Moreover, in order to express such solvent tolerance to resin which is the conventional material mentioned above, the technique of adding a crosslinking agent is known. However, after performing a thermosetting reaction with a crosslinking agent, a problem arises in that a three-dimensional structure is formed inside the formed coating film and the photoreactivity is lowered. That is, the orientation sensitivity greatly decreased, and even if the crosslinking agent was added to the conventional material and used, the desired effect was not obtained.

From the above, there is a demand for a photoalignment technique capable of improving the alignment sensitivity of an alignment material and reducing the amount of polarized UV exposure, and a cured film forming composition that can be used as a liquid crystal alignment agent for photoalignment used to form the alignment material. There is a demand for a technology capable of providing a phase difference material with high efficiency.

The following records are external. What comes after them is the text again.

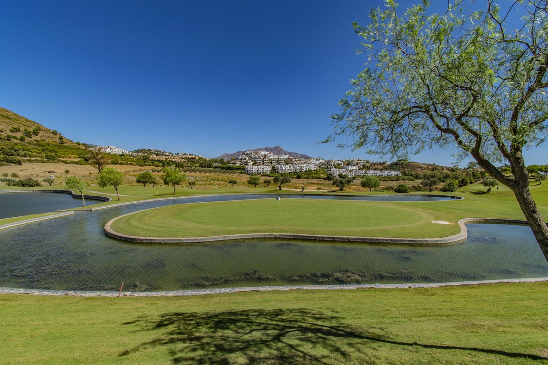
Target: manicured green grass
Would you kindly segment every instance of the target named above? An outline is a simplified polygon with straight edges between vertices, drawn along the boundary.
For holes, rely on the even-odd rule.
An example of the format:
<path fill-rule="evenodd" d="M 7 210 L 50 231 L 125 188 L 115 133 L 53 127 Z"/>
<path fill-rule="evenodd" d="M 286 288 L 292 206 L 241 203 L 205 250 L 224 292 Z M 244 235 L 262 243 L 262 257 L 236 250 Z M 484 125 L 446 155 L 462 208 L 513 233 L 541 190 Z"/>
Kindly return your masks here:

The objective of this invention is made | formed based on the above knowledge and examination result. That is, the objective of this invention is providing the cured film formation composition which has the outstanding solvent resistance and can be used as a liquid crystal aligning agent for photo-alignments for providing the orientation material which can orientate a polymeric liquid crystal with high sensitivity.

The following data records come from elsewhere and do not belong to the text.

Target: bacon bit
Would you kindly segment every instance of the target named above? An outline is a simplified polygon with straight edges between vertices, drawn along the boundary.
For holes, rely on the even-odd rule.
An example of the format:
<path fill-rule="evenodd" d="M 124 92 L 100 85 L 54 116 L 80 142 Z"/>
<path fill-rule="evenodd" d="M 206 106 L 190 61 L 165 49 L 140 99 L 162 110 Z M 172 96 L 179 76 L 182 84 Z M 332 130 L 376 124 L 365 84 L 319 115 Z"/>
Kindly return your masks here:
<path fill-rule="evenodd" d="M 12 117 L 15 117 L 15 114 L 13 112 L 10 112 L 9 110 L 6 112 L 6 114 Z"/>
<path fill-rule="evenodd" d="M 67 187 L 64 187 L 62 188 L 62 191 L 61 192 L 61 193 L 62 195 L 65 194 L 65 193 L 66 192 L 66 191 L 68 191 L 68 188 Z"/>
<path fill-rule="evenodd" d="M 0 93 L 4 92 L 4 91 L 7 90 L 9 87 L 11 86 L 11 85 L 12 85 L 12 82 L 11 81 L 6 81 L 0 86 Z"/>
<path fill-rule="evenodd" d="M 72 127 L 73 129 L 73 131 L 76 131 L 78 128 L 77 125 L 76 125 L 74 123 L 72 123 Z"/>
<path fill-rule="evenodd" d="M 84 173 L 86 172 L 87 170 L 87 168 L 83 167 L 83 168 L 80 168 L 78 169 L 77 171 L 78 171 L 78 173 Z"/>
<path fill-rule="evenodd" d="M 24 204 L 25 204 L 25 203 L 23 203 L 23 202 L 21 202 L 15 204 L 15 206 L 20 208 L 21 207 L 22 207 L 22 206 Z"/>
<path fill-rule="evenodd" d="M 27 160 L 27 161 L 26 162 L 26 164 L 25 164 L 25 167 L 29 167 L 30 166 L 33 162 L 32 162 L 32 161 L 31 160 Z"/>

Other objects and advantages of the present invention will become apparent from the following description.

MEANS TO SOLVE THE PROBLEM As a result of earnestly examining in order to achieve the said objective, the present inventors selected the cured film formation material based on the reaction product of (A) the polymer which has an epoxy group, a specific cinnamic acid derivative, and (B) crosslinking agent, and was excellent content. It discovered that it was able to form the cured film (orientation material) which can have orientation, and can align a polymeric liquid crystal with high sensitivity, and completed this invention.

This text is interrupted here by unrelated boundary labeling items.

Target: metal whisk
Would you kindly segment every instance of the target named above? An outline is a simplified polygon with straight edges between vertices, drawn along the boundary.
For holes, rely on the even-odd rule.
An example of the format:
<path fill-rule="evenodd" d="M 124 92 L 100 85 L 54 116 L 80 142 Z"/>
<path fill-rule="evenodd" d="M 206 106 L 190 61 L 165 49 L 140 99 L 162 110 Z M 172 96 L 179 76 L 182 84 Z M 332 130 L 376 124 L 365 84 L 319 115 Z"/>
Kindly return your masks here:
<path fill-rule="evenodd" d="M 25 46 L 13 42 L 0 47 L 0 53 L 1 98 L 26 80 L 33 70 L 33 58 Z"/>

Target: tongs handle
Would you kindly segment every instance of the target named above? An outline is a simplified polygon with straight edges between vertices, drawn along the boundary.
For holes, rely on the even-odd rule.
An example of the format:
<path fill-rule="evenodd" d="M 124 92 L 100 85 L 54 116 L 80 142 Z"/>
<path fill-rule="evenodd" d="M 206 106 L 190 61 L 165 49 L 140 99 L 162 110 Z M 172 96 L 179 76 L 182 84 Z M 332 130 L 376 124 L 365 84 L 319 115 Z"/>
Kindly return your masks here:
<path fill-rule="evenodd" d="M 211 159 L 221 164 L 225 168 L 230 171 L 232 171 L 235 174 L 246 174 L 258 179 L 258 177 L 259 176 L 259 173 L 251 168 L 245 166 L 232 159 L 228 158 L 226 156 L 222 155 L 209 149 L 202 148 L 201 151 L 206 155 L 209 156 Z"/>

That is, the present invention is a first aspect,

(A) a reaction product of a polymer having an epoxy group and a cinnamic acid derivative represented by the following formula (1), and

[Formula 1]

(In Formula (1), A ¹ and A ² each independently represent a hydrogen atom or a methyl group, R ¹ represents a hydrogen atom, a halogen atom, an alkyl group having 1 to 6 carbon atoms, a haloalkyl group having 1 to 6 carbon atoms, A cycloalkyl group having 3 to 8 carbon atoms, a halocycloalkyl group having 3 to 8 carbon atoms, an alkenyl group having 2 to 6 carbon atoms, a haloalkenyl group having 2 to 6 carbon atoms, a cycloalkenyl group having 3 to 8 carbon atoms, and a carbon atom Halocycloalkenyl groups having 3 to 8 carbon atoms, alkynyl groups having 2 to 6 carbon atoms, haloalkynyl groups having 2 to 6 carbon atoms, alkoxy groups having 1 to 6 carbon atoms, haloalkoxy groups having 1 to 6 carbon atoms, and (carbon atoms) 1-6 alkyl) carbonyl group, (haloalkyl having 1 to 6 carbon atoms) carbonyl group, (alkoxy having 1 to 6 carbon atoms) carbonyl group, (haloalkoxy having 1 to 6 carbon atoms) carbonyl group and (1 to 6 carbon atoms) Alkylamino) carbonyl group, (haloalkyl having 1 to 6 carbon atoms) aminocarbonyl group, di (with 1 to 6 carbon atoms) An alkyl) aminocarbonyl group, a cyano group and a substituent selected from the group consisting of nitro groups, R ² represents a divalent aromatic group, a divalent alicyclic group, a divalent heterocyclic group or a divalent condensed cyclic group, and R ³ is a A bond, an oxygen atom, -COO- or -OCO-, and R ⁴ to R ⁷ each independently represent a hydrogen atom, a halogen atom, an alkyl group having 1 to 6 carbon atoms, a haloalkyl group having 1 to 6 carbon atoms, and 1 carbon atom A substituent selected from the group consisting of alkoxy group of ˜6, haloalkoxy group of 1 to 6 carbon atoms, cyano group, and nitro group, and n is an integer of 0 to 3.)

(B) cross-linking system

It relates to a cured film-forming composition containing.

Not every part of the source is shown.